On Friday it held near those lows at $1.3289 at 0742 GMT, up 0.1% since New York’s close.
The pound, euro and New Zealand dollar are all down versus the U.S. dollar by 0.5% this week - the pound’s biggest weekly fall since mid-June.
ING strategists wrote in a note to clients that, because the upside of euro-dollar is limited in the near term (until the European Central Bank meeting next Thursday) and they expect more negative news around Brexit, sterling-dollar is “unlikely to move towards the psychological 1.35 level this month.”
On Friday, the pound was up around 0.2% versus the euro at 89.1 pence per euro at 0752 GMT, set for its smallest weekly change so far this year.
Sterling is expected to weaken towards the end of the year, according to the latest Reuters poll, and is expected to be at $1.30 at the end of November, a month before the UK’s transition period with the European Union ends.
In the 12-month forecast, the poll’s range was wide, from $1.20 to $1.47.
Britain left the EU in January, with Prime Minister Boris Johnson having won the election in December with the promise that a Brexit deal was “oven-ready”.
But no such agreement has been reached.
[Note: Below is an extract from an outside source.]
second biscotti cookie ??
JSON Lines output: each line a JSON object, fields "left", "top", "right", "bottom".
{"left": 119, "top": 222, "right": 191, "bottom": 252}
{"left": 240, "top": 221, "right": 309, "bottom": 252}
Senior government officials see only a 30%-40% chance that there will be a Brexit deal, due to an impasse over state aid rules, British newspaper The Times reported.
On Wednesday, the EU’s chief negotiator said that he was “worried and disappointed” at a lack of progress in the talks.
But a spokesman for Prime Minister Johnson said that Barnier’s comments were misleading.
Britain is “absolutely confident” it will keep supply chains moving after Brexit, regardless of the outcome of negotiations with the European Union, UK transport minister Grant Shapps said on Friday.